IA também traz novos desafios aos gestores públicos
Ives Gandra Martins, jurista e presidente do Conselho Superior de Direito da FecomercioSP, comenta que a IA coloca diante da sociedade grandes oportunidades, mas também desafios importantes. “A velocidade [da transformação digital] é enorme e é evidente que as oportunidades são muito grandes. Mas, e os riscos?” questiona.
Ele expressa preocupação com a relativização da ética em muitas situações, especialmente com o uso mal-intencionado da tecnologia. “Como enfrentaremos o controle, não dos governos ou da lei, mas da marginalidade?”, provocou, referindo-se à velocidade da transformação digital ao mesmo tempo em que há, na sua avaliação, um “relaxamento ético” mundial.
Convidado para falar sobre as aplicações da ferramenta no Judiciário, Mairan Maia Júnior, desembargador do Tribunal Regional Federal da 3.ª Região (TRF3) de São Paulo, traçou um panorama sobre a Tecnologia da Informação (TI) nos tribunais brasileiros, além dos riscos da IA gerativa e como reduzi-los. De acordo com ele, a IA é uma realidade na maioria dos fóruns — um estudo do Conselho Nacional de Justiça (CNJ) aponta que mais de 66% dos tribunais nacionais fazem uso da ferramenta.
Outro dado relevante é que, ainda de acordo com o CNJ, há mais de 147 modelos de solução da tecnologia desenvolvida pelos próprios tribunais com o uso, principalmente, de sistemas de dados abertos. Os fóruns se dividem, basicamente, em dois grupos: os que utilizam sistemas de outros tribunais e os que contratam empresas privadas para fornecer softwares de processos judiciais eletrônicos.

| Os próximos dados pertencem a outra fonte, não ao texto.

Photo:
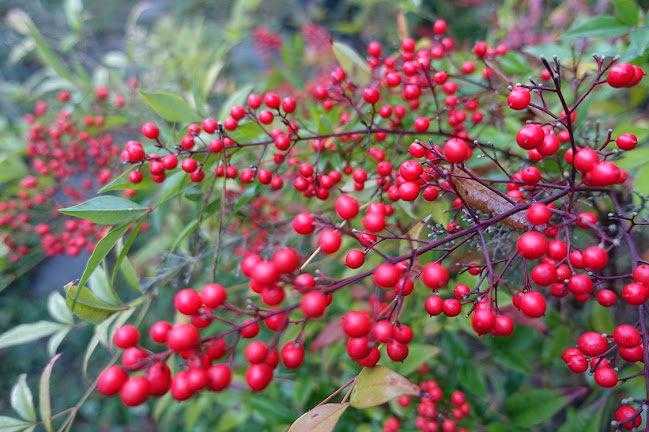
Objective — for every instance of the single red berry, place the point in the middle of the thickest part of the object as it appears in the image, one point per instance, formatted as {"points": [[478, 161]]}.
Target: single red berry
{"points": [[592, 344], [111, 380], [135, 391], [126, 336], [518, 99]]}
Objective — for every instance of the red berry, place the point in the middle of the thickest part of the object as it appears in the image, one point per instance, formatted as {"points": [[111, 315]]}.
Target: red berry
{"points": [[592, 344], [187, 301], [135, 391], [126, 336], [533, 304], [532, 245], [518, 99], [111, 380]]}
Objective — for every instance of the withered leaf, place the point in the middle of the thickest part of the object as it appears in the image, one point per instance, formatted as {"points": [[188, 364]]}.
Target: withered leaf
{"points": [[487, 201]]}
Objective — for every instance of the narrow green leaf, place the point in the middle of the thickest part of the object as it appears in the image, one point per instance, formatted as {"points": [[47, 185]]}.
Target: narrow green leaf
{"points": [[55, 340], [28, 332], [104, 246], [21, 399], [127, 247], [100, 331], [598, 27], [57, 308], [534, 406], [352, 63], [44, 402], [627, 11], [236, 98], [322, 418], [106, 210], [10, 424], [377, 385], [47, 54], [170, 107], [87, 307]]}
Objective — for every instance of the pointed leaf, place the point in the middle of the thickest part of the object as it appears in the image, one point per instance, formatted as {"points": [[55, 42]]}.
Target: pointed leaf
{"points": [[170, 107], [322, 418], [598, 27], [57, 308], [10, 424], [55, 340], [377, 385], [28, 332], [21, 399], [106, 210], [87, 307], [352, 63], [123, 253], [44, 402], [104, 246], [532, 407]]}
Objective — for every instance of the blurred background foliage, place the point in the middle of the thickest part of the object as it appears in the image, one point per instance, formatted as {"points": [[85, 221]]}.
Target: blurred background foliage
{"points": [[206, 51]]}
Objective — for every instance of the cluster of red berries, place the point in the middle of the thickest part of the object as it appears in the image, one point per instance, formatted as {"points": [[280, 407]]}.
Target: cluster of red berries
{"points": [[68, 154], [433, 413]]}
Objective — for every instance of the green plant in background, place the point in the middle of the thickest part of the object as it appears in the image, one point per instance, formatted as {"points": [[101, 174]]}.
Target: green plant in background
{"points": [[253, 211]]}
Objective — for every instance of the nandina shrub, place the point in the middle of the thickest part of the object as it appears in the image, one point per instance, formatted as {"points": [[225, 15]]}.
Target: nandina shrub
{"points": [[419, 224]]}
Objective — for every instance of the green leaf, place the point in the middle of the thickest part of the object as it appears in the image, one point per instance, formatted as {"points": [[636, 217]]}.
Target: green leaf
{"points": [[28, 332], [47, 54], [21, 399], [73, 9], [44, 402], [473, 379], [322, 418], [104, 246], [57, 308], [352, 63], [598, 27], [106, 210], [123, 253], [170, 107], [87, 307], [515, 63], [236, 98], [10, 424], [626, 11], [641, 181], [377, 385], [324, 126], [533, 407]]}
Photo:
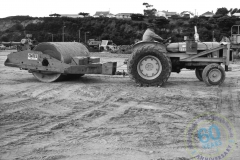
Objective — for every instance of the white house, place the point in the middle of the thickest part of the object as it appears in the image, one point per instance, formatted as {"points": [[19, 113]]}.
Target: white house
{"points": [[169, 14], [123, 15], [237, 15], [208, 14], [103, 14], [187, 14], [72, 15], [161, 14]]}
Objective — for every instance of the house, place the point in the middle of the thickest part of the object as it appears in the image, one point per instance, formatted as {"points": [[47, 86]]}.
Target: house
{"points": [[208, 14], [103, 14], [169, 14], [123, 15], [237, 15], [71, 15], [161, 14], [187, 14]]}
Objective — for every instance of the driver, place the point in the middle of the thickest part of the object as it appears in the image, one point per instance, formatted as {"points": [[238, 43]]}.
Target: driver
{"points": [[149, 35]]}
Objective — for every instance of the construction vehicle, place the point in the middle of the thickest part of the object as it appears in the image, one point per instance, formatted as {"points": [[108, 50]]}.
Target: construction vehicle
{"points": [[150, 63], [25, 44], [108, 45], [92, 43]]}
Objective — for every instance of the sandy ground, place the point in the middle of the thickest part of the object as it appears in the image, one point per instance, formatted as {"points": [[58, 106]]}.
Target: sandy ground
{"points": [[107, 117]]}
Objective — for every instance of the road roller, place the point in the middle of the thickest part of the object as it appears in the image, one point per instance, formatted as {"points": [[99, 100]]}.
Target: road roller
{"points": [[150, 63], [52, 61]]}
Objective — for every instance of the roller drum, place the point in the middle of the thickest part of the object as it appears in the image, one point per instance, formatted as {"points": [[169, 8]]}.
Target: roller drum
{"points": [[63, 51]]}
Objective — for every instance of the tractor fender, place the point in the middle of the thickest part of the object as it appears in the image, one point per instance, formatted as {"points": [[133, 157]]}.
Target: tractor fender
{"points": [[156, 45]]}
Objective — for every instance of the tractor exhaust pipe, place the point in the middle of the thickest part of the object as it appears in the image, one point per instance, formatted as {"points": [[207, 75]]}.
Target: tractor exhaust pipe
{"points": [[196, 36]]}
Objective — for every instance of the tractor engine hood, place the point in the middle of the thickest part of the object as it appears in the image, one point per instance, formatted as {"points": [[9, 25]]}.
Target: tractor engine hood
{"points": [[181, 46]]}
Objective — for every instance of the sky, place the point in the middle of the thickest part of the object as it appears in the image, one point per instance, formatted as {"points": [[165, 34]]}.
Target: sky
{"points": [[42, 8]]}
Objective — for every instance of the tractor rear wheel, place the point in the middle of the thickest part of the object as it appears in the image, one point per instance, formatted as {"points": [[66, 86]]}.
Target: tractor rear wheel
{"points": [[198, 73], [213, 74], [149, 66]]}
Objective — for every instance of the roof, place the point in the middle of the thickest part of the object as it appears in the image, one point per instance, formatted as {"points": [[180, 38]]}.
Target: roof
{"points": [[102, 13], [124, 14], [66, 15], [169, 13], [236, 14], [207, 13]]}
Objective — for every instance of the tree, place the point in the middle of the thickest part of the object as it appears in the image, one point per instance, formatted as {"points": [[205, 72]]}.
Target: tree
{"points": [[83, 14], [137, 17], [55, 15], [150, 13], [234, 11], [222, 11]]}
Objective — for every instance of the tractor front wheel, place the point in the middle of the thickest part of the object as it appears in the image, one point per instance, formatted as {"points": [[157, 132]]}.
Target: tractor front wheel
{"points": [[149, 66], [213, 74]]}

Dentre os benefícios da IA nas cortes, destacam-se a automação de tarefas repetitivas e a liberação dos juízes para atividades mais complexas, como triagem de documentos e acompanhamento de prazos. A tecnologia também pode funcionar como um banco de dados para consulta de decisões baseadas em jurisprudências, acelerando processos e melhorando a eficiência e o acesso à Justiça.
No entanto, Maia Júnior alerta para os riscos, como o uso de bases de dados abertas, que ao se tornarem públicas, podem ser usadas para o treinamento da Inteligência Artificial, o que pode reduzir o controle sobre a utilização dos dados e gerar erros, como criar jurisprudências ou leis inexistentes. Além disso, ao analisar documentos, o algoritmo não verifica a veracidade das informações. O Judiciário, segundo ele, precisa mapear esses riscos da IA generativa.
O desembargador também apontou outras questões a serem enfrentadas, como falta de uma política de governança, transparência, definição da margem de erro com a qual se irá trabalhar e uso de fontes não confiáveis no treinamento dos modelos. “Se pode verificar que a utilização da Inteligência Artificial generativa é bem-vinda, é necessária, mas tem que se atentar para toda essa série de riscos, porque o que está em jogo é o direito de cada um que se vale do Poder Judiciário e a própria imagem e confiabilidade do Poder Judiciário”, conclui.